Rethinking Token Pruning for Historical Screenshots in GUI Visual Agents: Semantic, Spatial, and Temporal Perspectives
This work offers practical guidance for designing efficient GUI visual agents, but it is incremental as it builds on existing methods with empirical insights rather than introducing a new paradigm.
The paper tackled the problem of high computational cost from visual tokens in GUI visual agents by empirically studying token pruning for historical screenshots, finding that background areas provide auxiliary cues for interface-state transitions, random pruning preserves spatial structure better, and allocating more tokens to recent screenshots reduces cost while maintaining performance.

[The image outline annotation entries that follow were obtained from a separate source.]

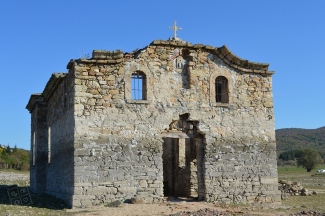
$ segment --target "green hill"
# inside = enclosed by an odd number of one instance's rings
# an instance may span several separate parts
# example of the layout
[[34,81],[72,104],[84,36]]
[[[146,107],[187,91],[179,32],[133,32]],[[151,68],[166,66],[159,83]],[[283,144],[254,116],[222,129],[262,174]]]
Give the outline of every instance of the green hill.
[[276,130],[276,151],[312,148],[325,152],[325,126],[316,129],[297,128]]

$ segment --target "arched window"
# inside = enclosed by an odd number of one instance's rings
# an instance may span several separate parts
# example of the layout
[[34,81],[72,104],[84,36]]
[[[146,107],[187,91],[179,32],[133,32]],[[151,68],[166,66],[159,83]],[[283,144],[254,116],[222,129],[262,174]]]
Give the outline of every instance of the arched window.
[[228,104],[228,80],[222,76],[216,78],[216,102]]
[[132,100],[146,100],[146,75],[136,71],[131,75],[131,98]]

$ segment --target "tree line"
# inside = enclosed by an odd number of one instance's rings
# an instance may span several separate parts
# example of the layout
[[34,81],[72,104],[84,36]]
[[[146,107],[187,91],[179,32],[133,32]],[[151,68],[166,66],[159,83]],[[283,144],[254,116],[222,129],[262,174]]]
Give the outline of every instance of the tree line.
[[278,156],[280,160],[293,160],[296,161],[297,166],[306,168],[308,172],[310,172],[318,164],[324,163],[324,158],[325,152],[320,154],[318,151],[312,148],[302,148],[300,150],[284,152]]
[[16,145],[11,148],[0,146],[0,168],[14,168],[24,170],[30,170],[30,151],[18,148]]

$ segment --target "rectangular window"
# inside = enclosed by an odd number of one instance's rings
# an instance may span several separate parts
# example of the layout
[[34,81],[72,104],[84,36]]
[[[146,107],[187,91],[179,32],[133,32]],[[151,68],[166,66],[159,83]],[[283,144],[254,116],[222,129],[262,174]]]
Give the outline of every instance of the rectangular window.
[[32,164],[35,165],[35,132],[32,136]]
[[132,100],[146,100],[146,76],[140,72],[131,76],[131,95]]
[[67,97],[67,92],[68,92],[68,88],[66,86],[66,82],[64,81],[64,87],[63,87],[63,107],[66,108],[66,97]]
[[51,162],[51,127],[48,127],[48,162]]
[[216,79],[216,102],[227,104],[228,100],[228,82],[226,78],[220,76]]

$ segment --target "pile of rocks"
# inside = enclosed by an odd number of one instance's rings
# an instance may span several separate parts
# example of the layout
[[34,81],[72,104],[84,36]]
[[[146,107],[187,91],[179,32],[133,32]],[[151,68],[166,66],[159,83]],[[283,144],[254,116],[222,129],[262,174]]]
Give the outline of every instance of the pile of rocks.
[[310,196],[317,194],[316,192],[310,192],[304,188],[301,182],[292,182],[286,180],[278,180],[278,190],[281,190],[282,198],[286,198],[286,197],[288,195]]

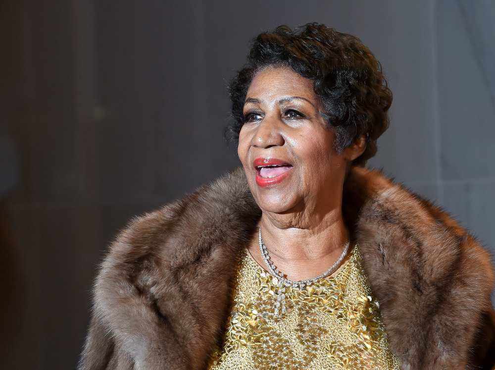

In recent years, GUI visual agents built upon Multimodal Large Language Models (MLLMs) have demonstrated strong potential in navigation tasks. However, high-resolution GUI screenshots produce a large number of visual tokens, making the direct preservation of complete historical information computationally expensive. In this paper, we conduct an empirical study on token pruning for historical screenshots in GUI scenarios and distill three practical insights that are crucial for designing effective pruning strategies. First, we observe that GUI screenshots exhibit a distinctive foreground-background semantic composition. To probe this property, we apply a simple edge-based separation to partition screenshots into foreground and background regions. Surprisingly, we find that, contrary to the common assumption that background areas have little semantic value, they effectively capture interface-state transitions, thereby providing auxiliary cues for GUI reasoning. Second, compared with carefully designed pruning strategies, random pruning possesses an inherent advantage in preserving spatial structure, enabling better performance under the same computational budget. Finally, we observe that GUI Agents exhibit a recency effect similar to human cognition: by allocating larger token budgets to more recent screenshots and heavily compressing distant ones, we can significantly reduce computational cost while maintaining nearly unchanged performance. These findings offer new insights and practical guidance for the design of efficient GUI visual agents.